Mais en même temps, peut-être que ça me va de m’attaquer à des projets trop gros pour moi. Peut-être que, si je m’astreins à des choses qui nécessiteraient plusieurs machines de guerre, c’est que quelque part j’aime ça. Peut-être qu’on ne grandit pas, ou pas aussi bien, quand on essaie d’en rester à ce qu’on est capable de faire. Et je regrette de ne pas avoir plus de traces écrites de la façon dont je me sentais au début de l’écriture de mon livre, mais je suis presque sûre que j’ai eu, à un moment, cette sensation de « Oh, mais dans quoi je me suis embarquée ? Je suis trop petite pour ça ». Et au final, mon livre est fini et le projet en cours, à la fois, est prometteur et jouit de davantage d’aides différentes que je n’en avais à l’époque. Et surtout on le porte à plusieurs. C’est une montagne formée des intérêts communs de nos deux montagnes, et ça fait drôlement moins peur. Le fait de travailler à un projet en lui servant de force motrice, mais sans être impliquée dans la partie créatrice, sans être celle qui l’écrit, ça m’a semblé, d’une certaine façon, reposant.

J’ai besoin, je crois, de ces moments dans ma vie où tout ce que j’ai à faire, c’est trouver des solutions. C’est faire en sorte que les choses soient possibles. Franck m’a dit un jour qu’il me voyait comme une artiste plus que comme une technicienne, mais en vrai j’ai besoin des deux.

Il faut juste que j’arrive à trouver la balance entre mes différents travaux. Ne pas dropper l’écriture parce que je joue, ne pas faire que de la pose alors que je devrais photographier autrui, m’astreindre à conserver des plages pour tel et tel projet, certes moins demandant, mais tout aussi important.

Et puis je me rends compte que clairement, et depuis toujours, mon travail c’est ma vie. Je ne m’en étais pas rendu compte aussi clairement parce qu’on m’avait mis dans la tête que ce que j’appelle mon travail était un loisir, et parce que je n’arrivais pas encore à lui donner la priorité pour cause de normes sociales, mais je suis clairement le genre de personne qui ramènerait son taf à la maison, en étant de préférence mariée avec.
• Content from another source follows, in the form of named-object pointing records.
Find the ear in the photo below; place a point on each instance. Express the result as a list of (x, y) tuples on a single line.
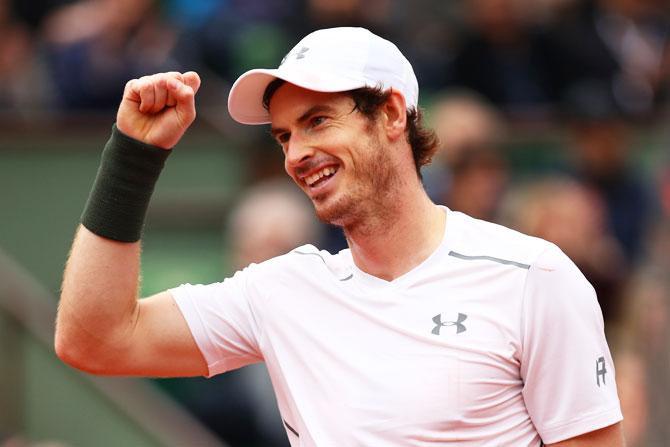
[(395, 116)]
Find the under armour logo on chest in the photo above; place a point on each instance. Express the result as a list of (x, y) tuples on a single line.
[(601, 370), (300, 54), (439, 324)]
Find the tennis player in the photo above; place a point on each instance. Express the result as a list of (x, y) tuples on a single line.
[(432, 328)]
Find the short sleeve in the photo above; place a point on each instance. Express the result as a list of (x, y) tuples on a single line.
[(568, 373), (222, 321)]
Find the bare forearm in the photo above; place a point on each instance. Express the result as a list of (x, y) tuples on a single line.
[(98, 303)]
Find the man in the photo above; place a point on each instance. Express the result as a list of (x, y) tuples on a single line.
[(432, 328)]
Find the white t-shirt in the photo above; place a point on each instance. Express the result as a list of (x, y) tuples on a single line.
[(495, 340)]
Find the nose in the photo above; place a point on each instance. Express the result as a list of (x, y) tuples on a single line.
[(298, 151)]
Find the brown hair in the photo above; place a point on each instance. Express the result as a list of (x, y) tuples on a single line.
[(368, 101)]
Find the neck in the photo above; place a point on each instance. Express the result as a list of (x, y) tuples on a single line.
[(390, 244)]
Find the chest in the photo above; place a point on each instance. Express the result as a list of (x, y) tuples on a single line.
[(435, 355)]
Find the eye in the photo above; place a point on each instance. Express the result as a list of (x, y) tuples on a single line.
[(283, 138), (318, 120)]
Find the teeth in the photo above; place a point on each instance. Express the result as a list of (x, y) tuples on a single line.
[(310, 180)]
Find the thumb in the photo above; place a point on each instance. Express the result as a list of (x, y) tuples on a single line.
[(192, 79)]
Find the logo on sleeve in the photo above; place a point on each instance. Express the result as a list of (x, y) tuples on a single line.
[(439, 324), (600, 370)]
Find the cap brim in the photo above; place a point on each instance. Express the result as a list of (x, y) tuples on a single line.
[(245, 101)]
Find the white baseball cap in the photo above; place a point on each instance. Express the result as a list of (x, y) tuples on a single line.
[(327, 60)]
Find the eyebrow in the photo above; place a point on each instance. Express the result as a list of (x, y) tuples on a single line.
[(319, 108)]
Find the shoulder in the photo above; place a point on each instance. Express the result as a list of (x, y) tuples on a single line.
[(477, 237)]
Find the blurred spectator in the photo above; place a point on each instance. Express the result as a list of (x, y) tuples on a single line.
[(573, 217), (472, 172), (270, 219), (621, 43), (504, 57), (95, 46), (23, 84), (601, 144), (645, 356)]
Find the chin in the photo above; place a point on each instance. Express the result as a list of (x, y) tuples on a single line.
[(335, 212)]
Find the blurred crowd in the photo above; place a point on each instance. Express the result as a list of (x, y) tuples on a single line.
[(594, 75)]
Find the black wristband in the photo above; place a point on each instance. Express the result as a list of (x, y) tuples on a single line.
[(122, 189)]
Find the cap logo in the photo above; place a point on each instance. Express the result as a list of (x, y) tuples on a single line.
[(300, 54)]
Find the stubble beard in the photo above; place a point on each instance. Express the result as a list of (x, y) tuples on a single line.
[(367, 202)]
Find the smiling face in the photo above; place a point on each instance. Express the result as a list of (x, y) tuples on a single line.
[(334, 154)]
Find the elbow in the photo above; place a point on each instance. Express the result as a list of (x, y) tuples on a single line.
[(71, 351)]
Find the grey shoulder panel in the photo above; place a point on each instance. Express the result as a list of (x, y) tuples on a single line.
[(489, 258)]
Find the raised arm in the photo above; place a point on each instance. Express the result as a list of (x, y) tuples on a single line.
[(101, 325)]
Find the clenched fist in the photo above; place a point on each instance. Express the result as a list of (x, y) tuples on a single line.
[(158, 109)]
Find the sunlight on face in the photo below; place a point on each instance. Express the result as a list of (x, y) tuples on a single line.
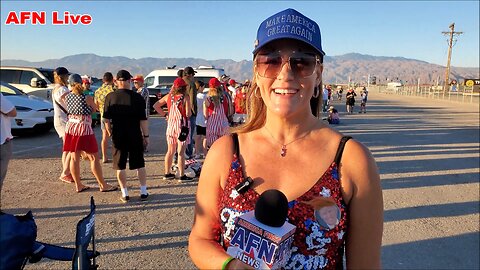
[(288, 94)]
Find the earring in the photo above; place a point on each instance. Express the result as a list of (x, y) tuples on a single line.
[(255, 93), (316, 92)]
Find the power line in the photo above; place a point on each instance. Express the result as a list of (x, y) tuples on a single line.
[(451, 34)]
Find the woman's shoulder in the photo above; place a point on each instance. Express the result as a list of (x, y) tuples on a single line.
[(223, 147)]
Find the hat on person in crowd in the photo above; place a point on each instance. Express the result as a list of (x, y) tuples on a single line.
[(179, 82), (74, 78), (138, 78), (108, 77), (61, 71), (214, 83), (123, 75), (189, 71), (224, 77), (290, 24)]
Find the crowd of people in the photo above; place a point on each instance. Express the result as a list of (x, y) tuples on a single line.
[(198, 114)]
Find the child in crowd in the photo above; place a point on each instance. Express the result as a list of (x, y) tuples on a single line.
[(333, 117)]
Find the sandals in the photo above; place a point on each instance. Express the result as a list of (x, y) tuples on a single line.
[(66, 179), (110, 188), (83, 189)]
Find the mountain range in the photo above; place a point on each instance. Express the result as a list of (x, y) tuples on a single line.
[(337, 69)]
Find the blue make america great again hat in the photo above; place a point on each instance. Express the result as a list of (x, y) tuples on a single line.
[(289, 24)]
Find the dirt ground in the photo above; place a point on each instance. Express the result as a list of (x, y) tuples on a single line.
[(427, 152)]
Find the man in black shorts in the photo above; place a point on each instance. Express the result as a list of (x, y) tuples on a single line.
[(127, 124)]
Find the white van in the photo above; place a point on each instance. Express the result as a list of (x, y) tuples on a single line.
[(160, 81), (31, 80)]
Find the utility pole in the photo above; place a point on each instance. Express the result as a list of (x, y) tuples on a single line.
[(451, 34)]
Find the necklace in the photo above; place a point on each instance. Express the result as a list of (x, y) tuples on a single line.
[(283, 152)]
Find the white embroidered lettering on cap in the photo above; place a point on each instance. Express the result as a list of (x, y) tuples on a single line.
[(292, 24)]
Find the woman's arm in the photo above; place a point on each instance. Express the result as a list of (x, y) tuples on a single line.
[(204, 250), (206, 104), (365, 208), (159, 104)]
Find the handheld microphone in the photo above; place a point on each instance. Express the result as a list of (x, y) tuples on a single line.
[(262, 238)]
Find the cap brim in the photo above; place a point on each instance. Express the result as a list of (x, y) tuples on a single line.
[(284, 36)]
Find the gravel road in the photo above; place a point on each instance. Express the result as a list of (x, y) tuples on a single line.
[(427, 151)]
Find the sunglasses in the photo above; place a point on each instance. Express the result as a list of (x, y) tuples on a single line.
[(302, 64)]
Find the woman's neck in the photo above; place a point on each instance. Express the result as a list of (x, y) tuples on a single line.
[(285, 130)]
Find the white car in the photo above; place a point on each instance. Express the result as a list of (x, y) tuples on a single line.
[(31, 80), (33, 113)]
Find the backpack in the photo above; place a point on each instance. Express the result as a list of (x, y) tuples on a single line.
[(17, 238)]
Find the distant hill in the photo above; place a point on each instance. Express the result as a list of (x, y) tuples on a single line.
[(337, 69)]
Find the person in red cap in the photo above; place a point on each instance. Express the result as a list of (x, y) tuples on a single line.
[(284, 145), (60, 90), (232, 88), (215, 109), (179, 111)]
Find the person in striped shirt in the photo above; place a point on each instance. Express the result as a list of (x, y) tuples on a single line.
[(215, 109)]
Et ça me va ça aussi.

Je suis ce mélange improbable entre l’hypersensibilité et un entêtement au-delà des limites. Plain old stubbornness.

dothework
Vous reprendrez bien un peu de Steven Pressfield.

En fait, tout ça ça me va. Ça me va d’être perçue comme une glandeuse alors que je dois travailler l’équivalent de 70 heures par semaine. Ça me va d’être fauchée. Ça me va d’être crevée parce que c’est de la bonne fatigue, la fatigue de la création, la fatigue qui montre qu’on a fait bouger des choses. Ça me va bien plus que d’être coincée dans des modèles sclérosés, que de suivre l’avis de cette masse de gens qui savent ce qui est possible et ce qui ne l’est pas, mais ne sauront pas l’expliquer pour la bonne raison qu’ils n’ont même pas essayé. Comment pourraient-ils dire pourquoi c’est impossible ? Ils ne l’ont pas constaté. Ils n’ont pas connu cette sensation de la porte qui se claque à ta gueule en te disant « nope ». Ils n’ont jamais eu à imaginer comment ils allaient percer le mur autour de la porte ou à chercher d’entrée dérobée. Ils n’ont jamais pris le pari de l’échec, et c’est pourquoi ils ne réussissent pas.

Oh, ce n’est pas facile. J’en conviens. S’il ne s’agissait que d’une échéance, une seule bataille, aussi difficile soit-elle, peut-être que plus de gens seraient prêts à la livrer. Mais c’est une guerre, sans pitié et sans fin, un combat sans cesse renouvelé. C’est ce qui le rend si épuisant et si effrayant. Sitôt un obstacle levé, il faudra recommencer. On perdra des batailles. Et il est utile qu’on en perde. Parce que nous devons apprendre à garder le regard fixé sur notre montagne tout en avançant au milieu d’un marais.

C’est pour ça que je n’ai plus de temps à passer à me demander ce qui se passera si j’échoue. Ni de patience pour ça.

Maintenant je m’entoure de gens qui osent savoir ce qu’ils veulent et prendre les mains tendues quand elles se présentent. Et plus je le fais, plus je me rends compte qu’on n’est pas seul, et c’est génial. Le monde qui se met en place pour nous permettre de la vaincre, la résistance interne. Et qui vient t’encourager dans cette certitude : on la racontera cette histoire.

Comme dirait Alexandre Astier, « Apporter la lumière c’est pour que tout le monde y voie. si c’est juste pour ma tronche, je vois pas l’intérêt. »

De la part d’une workhaholic épuisée, mais heureuse : merci d’être là.